В сочельник нам кое-как удается наскрести пятачок, и мы отправляемся к мяснику за обычным подарком для Королька. Покупаем ему хорошую мозговую кость, заворачиваем ее в комикс и подвешиваем на верхушке елки, рядом с серебряной звездой. Королек знает, что она там. Он усаживается под елкой и, словно завороженный, не отрываясь, жадно смотрит вверх. Уже пора спать, а его никакими силами не оттащишь от елки. Я взбудоражен не меньше его. Сбрасываю с себя одеяло, переворачиваю подушку, как в жаркую летнюю ночь. Где-то кричит петух, но это он прежде времени - солнце еще над другой стороной земли.
- Дружок, ты не спишь? - окликает меня из своей комнаты моя подружка. Комнаты наши рядом, и мгновенье спустя она уже сидит со свечкой в руке у меня на кровати.
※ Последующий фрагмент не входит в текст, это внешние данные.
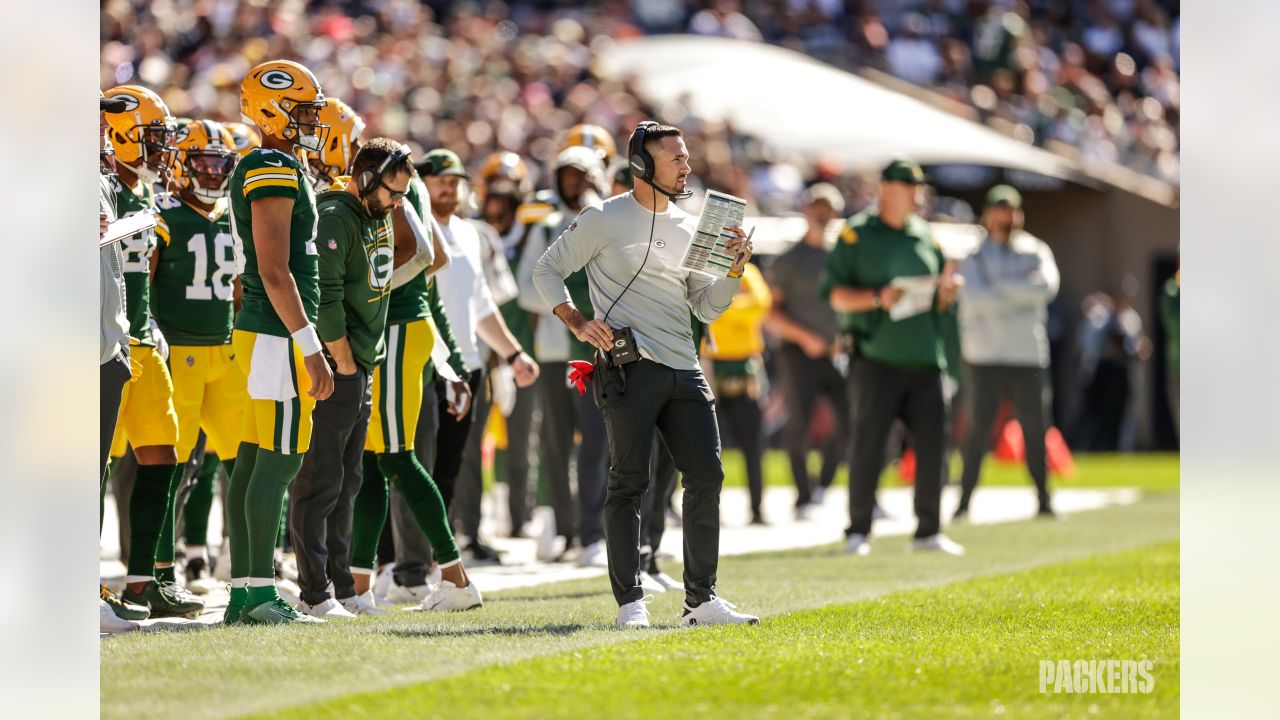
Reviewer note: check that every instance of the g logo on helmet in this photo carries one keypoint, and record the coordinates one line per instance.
(277, 80)
(131, 103)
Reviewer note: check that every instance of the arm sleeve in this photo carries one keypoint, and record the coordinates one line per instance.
(708, 297)
(333, 228)
(1040, 286)
(444, 329)
(530, 299)
(571, 251)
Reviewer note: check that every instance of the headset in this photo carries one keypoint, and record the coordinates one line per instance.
(369, 181)
(641, 162)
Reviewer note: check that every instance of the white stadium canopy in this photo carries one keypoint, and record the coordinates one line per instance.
(803, 105)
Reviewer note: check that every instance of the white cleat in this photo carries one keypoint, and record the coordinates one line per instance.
(383, 582)
(362, 605)
(634, 614)
(407, 593)
(648, 583)
(328, 610)
(858, 543)
(716, 611)
(109, 623)
(449, 597)
(594, 556)
(667, 582)
(936, 543)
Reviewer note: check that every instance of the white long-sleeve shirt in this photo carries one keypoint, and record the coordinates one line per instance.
(1004, 301)
(611, 240)
(464, 288)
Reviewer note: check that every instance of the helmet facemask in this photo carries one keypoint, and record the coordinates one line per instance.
(209, 172)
- Знаешь, у меня сна - ни в одном глазу, - говорит она. - Мысли скачут, как зайцы. Ты как думаешь, Дружок, миссис Рузвельт подаст наш пирог к обеду?
Оба мы беспокойно вертимся, она стискивает мне руку, выражая этим свою любовь.
- А ведь раньше рука у тебя была куда меньше. До чего же мне тяжко видеть, как ты растешь. А когда ты совсем вырастешь, мы все равно будем друзьями?
Я отвечаю, что будем всегда.
- Я так расстроена, Дружок! Мне очень хотелось подарить тебе велосипед Я пробовала продать камею - папин подарок. Дружок... - Она смущенно останавливается. - ...Я опять смастерила тебе змея.